Neste artigo procurarei de forma sintética definir o doping ou dopagem1, com seu conceito legal e características etimológicas e históricas; a estrutura mundial relacionada ao controle de dopagem e a busca pelo esporte limpo; a estrutura brasileira atual, passando neste ponto pela situação legislativa e toda estrutura antidopagem, da ABCD até a Justiça Desportiva Antidopagem recém-estabelecida; e, por fim, as expectativas que vivemos na busca por competições livres de doping diante das importantes alterações que vem sendo realizadas em nosso ordenamento.

Convém salientar desde já que não busco encerrar o tema, muito pelo contrário. Minha intenção – talvez, pretensão, aspiração – no presente artigo é incentivar o estudo e fomentar o debate da matéria, que a cada dia ganha contornos mais dinâmicos e importantes, principalmente pelo fato de se ter a sensação que os avanços na ciência e na medicina, primeiro beneficiam – infelizmente – alguns atletas antiéticos e trapaceiros que buscam vantagens sobre outros competidores para, somente depois, conseguir chegar às organizações ocupadas e preocupadas com o controle da dopagem2.

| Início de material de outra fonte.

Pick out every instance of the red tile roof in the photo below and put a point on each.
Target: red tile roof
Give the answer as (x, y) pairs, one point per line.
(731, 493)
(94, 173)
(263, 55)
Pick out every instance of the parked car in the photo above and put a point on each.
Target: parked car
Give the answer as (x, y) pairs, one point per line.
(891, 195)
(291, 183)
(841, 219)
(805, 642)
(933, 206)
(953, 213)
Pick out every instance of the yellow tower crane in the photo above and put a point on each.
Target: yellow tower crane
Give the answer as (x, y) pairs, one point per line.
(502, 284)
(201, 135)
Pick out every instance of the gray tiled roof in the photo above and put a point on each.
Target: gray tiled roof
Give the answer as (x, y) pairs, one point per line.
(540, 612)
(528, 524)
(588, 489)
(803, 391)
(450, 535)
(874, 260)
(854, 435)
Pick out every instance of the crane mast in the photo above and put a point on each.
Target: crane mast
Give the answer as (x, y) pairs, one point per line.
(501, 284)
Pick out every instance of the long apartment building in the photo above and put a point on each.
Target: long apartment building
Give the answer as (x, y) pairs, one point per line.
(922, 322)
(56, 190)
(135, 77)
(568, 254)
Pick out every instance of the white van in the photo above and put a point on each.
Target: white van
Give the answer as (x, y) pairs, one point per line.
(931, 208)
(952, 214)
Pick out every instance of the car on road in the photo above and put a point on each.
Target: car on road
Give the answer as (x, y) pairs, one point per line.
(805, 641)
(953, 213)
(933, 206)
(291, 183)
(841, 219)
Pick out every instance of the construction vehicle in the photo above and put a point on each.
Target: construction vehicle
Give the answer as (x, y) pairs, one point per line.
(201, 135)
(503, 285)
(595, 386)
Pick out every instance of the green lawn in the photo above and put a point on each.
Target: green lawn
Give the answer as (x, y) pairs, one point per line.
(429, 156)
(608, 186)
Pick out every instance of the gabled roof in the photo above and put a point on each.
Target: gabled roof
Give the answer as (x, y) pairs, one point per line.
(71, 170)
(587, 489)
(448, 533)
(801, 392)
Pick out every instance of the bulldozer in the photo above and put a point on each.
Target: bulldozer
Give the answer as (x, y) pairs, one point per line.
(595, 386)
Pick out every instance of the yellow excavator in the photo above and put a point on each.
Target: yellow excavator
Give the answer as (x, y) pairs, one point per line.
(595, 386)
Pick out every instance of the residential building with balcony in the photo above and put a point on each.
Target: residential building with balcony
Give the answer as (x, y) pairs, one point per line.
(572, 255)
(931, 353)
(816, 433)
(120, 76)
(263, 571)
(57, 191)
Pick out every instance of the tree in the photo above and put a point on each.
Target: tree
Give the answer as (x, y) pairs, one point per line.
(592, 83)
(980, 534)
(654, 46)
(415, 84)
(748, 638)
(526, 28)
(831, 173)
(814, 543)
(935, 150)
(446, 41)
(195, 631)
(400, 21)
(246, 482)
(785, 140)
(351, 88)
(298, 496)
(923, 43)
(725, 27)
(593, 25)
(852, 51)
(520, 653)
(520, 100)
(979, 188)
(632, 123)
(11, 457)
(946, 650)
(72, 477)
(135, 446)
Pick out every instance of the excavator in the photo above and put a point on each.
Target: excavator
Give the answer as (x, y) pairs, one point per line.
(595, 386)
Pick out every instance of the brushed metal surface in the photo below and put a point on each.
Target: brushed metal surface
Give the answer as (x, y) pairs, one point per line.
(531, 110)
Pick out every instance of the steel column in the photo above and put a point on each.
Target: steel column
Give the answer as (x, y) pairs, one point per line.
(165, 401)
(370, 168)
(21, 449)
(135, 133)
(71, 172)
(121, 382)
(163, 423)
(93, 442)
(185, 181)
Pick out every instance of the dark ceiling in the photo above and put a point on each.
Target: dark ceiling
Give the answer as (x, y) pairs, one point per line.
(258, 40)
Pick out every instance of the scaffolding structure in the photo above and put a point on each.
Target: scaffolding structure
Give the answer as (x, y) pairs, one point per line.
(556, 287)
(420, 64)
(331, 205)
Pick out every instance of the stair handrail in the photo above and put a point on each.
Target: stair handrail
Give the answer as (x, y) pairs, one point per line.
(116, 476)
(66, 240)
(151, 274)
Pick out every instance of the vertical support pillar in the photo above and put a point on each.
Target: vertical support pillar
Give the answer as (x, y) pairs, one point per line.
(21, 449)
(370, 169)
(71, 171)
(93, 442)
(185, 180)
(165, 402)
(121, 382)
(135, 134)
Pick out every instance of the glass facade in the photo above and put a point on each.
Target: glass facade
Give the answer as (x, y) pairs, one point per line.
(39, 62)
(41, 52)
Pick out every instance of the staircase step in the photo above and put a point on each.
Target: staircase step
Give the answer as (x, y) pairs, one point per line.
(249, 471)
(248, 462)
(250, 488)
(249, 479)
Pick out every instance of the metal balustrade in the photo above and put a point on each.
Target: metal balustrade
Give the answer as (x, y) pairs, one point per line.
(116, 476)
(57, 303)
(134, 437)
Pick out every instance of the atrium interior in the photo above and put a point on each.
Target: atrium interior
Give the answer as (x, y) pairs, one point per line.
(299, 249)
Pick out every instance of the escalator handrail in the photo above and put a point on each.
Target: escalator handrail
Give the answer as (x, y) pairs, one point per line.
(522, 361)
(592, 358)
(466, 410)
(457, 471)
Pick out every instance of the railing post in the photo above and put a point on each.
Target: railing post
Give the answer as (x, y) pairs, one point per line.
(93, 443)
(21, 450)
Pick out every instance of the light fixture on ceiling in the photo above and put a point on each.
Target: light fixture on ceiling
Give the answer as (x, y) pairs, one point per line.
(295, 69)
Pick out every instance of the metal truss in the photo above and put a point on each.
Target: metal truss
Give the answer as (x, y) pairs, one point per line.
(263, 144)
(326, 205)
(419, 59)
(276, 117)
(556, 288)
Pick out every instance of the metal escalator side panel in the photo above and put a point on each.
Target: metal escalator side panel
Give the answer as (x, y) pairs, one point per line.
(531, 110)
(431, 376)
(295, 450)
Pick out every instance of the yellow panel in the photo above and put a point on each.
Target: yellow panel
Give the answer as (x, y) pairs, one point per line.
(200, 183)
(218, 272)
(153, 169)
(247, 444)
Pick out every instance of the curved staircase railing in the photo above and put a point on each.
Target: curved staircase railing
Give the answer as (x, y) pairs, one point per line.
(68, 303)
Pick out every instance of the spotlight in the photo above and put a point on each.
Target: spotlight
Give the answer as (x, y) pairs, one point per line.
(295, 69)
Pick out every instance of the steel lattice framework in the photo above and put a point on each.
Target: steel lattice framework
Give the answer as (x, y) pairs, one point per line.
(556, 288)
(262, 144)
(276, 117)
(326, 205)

O que se tem visto é uma constante luta das organizações antidopagem, governos e entidades de administração do desporto numa cruzada contra a ganância e a busca da vitória a qualquer custo, com o uso de drogas ou métodos proibidos na prática desportiva3.

Veremos que a briga é acirrada e que não se deve abandonar o difícil combate a favor de competições regulares, livres de trapaças e fraudes, em defesa da igual-dade entre competidores e, principalmente, pelo esporte e atletas limpos4.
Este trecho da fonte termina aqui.